The DTT provides for a clause that protects the progressivity.

The new Protocol eliminates paragraphs 4 and 5 of article 23 of the 1966 DTT, which permitted the application of article 30 of the Refunded Text of the Spanish Corporate Income Tax (deduction to avoid double taxation on Spanish source dividends or capital gains) to foreign subsidiaries, and regulated the tax sparing/matching credit clause for interestb

  • In Switzerland, as a general rule, double taxation will be avoided by applying the exemption method with progressivity, except in the case of Spanish source dividends and royalties, which will benefit from the following methods to avoid double taxation: i) a lump sum of Swiss tax reduction; ii) a deduction resulting from the application of the ordinary imputation method; or iii) a partial exemption in the Swiss tax, equivalent, at least, to the deduction of the tax payable in Spain.
  • Mutual Agreement Procedure (article 25 of the DTT): this clause has a new wording in the terms provided in article 25 of the OECD Model Convention and includes an arbitration procedure.
  • Exchange of information clause (article 25 bis): the new wording is wholly adapted to the transparency standards provided in article 26 of the (2010) OECD Model.
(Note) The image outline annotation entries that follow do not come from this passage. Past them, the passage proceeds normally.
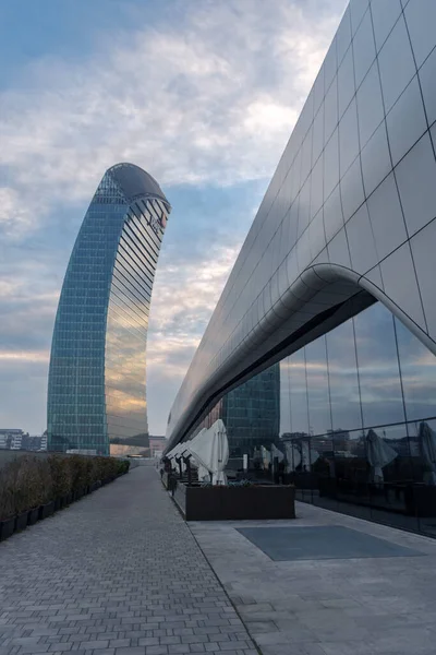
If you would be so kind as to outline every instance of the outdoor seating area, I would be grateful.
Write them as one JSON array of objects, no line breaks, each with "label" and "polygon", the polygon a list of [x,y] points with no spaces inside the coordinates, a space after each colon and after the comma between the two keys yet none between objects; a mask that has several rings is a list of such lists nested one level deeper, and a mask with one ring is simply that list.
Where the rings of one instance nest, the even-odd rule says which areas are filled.
[{"label": "outdoor seating area", "polygon": [[164,458],[161,478],[186,521],[294,519],[293,485],[229,479],[229,443],[222,420],[202,429]]}]

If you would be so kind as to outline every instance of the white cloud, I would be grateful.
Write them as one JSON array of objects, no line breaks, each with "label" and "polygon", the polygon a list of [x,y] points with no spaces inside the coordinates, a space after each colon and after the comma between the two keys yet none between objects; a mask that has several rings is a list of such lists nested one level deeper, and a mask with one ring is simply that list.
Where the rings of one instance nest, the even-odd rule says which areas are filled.
[{"label": "white cloud", "polygon": [[15,184],[2,190],[8,216],[17,193],[89,198],[117,160],[164,186],[270,176],[342,9],[184,0],[182,26],[111,35],[85,63],[38,61],[0,95],[0,166]]},{"label": "white cloud", "polygon": [[[169,0],[167,15],[173,7],[177,16],[172,23],[144,24],[138,11],[134,34],[100,35],[87,61],[37,61],[14,88],[0,93],[4,243],[11,238],[16,243],[45,223],[60,225],[62,210],[85,205],[104,171],[121,160],[149,170],[164,189],[269,178],[344,4]],[[190,245],[180,243],[180,257],[171,262],[165,254],[170,230],[166,235],[148,338],[147,393],[155,432],[165,431],[175,391],[241,246],[229,247],[220,235],[222,240],[210,248],[205,233],[215,215],[210,207],[198,217],[196,238],[208,242],[196,250],[195,261],[183,251]],[[8,319],[1,329],[9,340],[0,357],[4,365],[28,362],[37,369],[36,395],[44,401],[40,377],[47,368],[61,266],[57,262],[58,277],[50,279],[55,264],[33,269],[26,257],[32,254],[24,251],[20,270],[0,283]],[[16,381],[16,389],[24,382]]]}]

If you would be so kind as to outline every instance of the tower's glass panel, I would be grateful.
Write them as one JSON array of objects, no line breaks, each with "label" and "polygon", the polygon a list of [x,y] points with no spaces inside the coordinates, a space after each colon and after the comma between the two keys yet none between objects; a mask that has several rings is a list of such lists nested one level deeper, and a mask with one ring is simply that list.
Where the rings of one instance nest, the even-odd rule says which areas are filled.
[{"label": "tower's glass panel", "polygon": [[48,388],[50,450],[108,454],[109,442],[118,451],[147,445],[148,312],[169,211],[156,181],[130,164],[109,169],[96,191],[56,319]]}]

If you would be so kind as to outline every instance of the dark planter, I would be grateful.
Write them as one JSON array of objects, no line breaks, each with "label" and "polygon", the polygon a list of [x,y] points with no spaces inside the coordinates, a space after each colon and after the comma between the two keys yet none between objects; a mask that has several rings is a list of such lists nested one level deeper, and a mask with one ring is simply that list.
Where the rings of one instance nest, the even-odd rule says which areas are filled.
[{"label": "dark planter", "polygon": [[7,519],[5,521],[0,521],[0,541],[4,541],[15,529],[15,519]]},{"label": "dark planter", "polygon": [[173,497],[186,521],[295,519],[295,488],[291,485],[189,487],[178,484]]},{"label": "dark planter", "polygon": [[93,483],[89,487],[89,492],[93,493],[94,491],[97,491],[97,489],[99,489],[101,487],[101,483],[100,480],[97,480],[96,483]]},{"label": "dark planter", "polygon": [[81,500],[81,498],[83,498],[85,496],[85,488],[81,488],[81,489],[75,489],[75,491],[73,491],[73,499],[74,500]]},{"label": "dark planter", "polygon": [[39,508],[34,508],[27,512],[27,525],[35,525],[38,521]]},{"label": "dark planter", "polygon": [[48,519],[48,516],[51,516],[55,513],[55,501],[50,500],[50,502],[47,502],[44,505],[40,505],[39,508],[39,521],[41,521],[43,519]]},{"label": "dark planter", "polygon": [[27,512],[15,516],[15,532],[21,532],[27,527]]},{"label": "dark planter", "polygon": [[72,493],[68,493],[66,496],[62,497],[62,508],[68,508],[68,505],[71,504],[72,502],[73,502]]}]

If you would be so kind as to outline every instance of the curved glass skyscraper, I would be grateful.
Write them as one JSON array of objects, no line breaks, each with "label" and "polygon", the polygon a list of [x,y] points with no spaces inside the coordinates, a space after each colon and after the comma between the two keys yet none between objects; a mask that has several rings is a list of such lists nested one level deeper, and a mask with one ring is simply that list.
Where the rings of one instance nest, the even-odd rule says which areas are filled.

Paragraph 12 of the new Protocol establishes several rules with the aim or assuring an effective but proportional exchange of information, trying to avoid “fishing expeditions”. In this sense, it is expressly excluded the spontaneous and automatic exchange of information and the inclusion of certain provisions affecting the position of the taxpayers involved in tax proceedings initiated in both contracting States, with regards to the application of the international mutual assistance proceedings. Particularly, the Protocol recognizes the application of the so called participation rights of the taxpayers in the scope of information requirements and provides for the consideration of the time elapsed as from the information request until its receipt by the requesting State, as a justified interruption, in the scope of Spanish tax proceedings. Likewise, the Protocol establishes that the individuals involved in a proceeding in Spain will be not allowed to argue irregularities within the proceedings passed in Switzerland to file an application before the Spanish Courts; it is doubtful that such clause could deploy effects when fundamental guarantees would have been overrided during the proceedings for gathering the data requested.

3. Enforceability of the 2011 Protocol

Generally speaking, the Protocol should be ratified during the year 2013 and, therefore, it should be enforceable as from January 1st, 2014, under the following conditions established in its article 13:

  • Regarding taxes withheld at source, the Protocol provisions will apply on the amounts paid or owed as from the date when the Protocol enters in force;
  • Regarding other taxes, the Protocol will apply to the tax years stared as from the date when it enters in force;
  • Exchange of information provisions will apply, regarding those taxes regulated in article 2 of the DTT (which includes Personal and Corporate Income Tax and Wealth Tax), to those tax years started as from January 1st, 2010 or to any taxes due for amounts paid or owed as from that date; In the case of other taxes, exchange of information provisions will apply to the tax years starting as from the first day of January of the year immediately posterior to the date when the Protocol enters in force or to those taxes due for the amounts paid or owed as from that date.
  • The new arbitration clause will apply to those mutual agreement proceedings initiated as from the date when the Protocol enters in force.

The current wording of article 25 bis of the DTT (exchange of information clause) and paragraph IV of the Protocol, as modified by the Protocol dated June 29th, 2006, will be applicable to those cases of tax fraud or equivalent infringement occurred after June 29th, 2006, until the new Protocol is enforceable.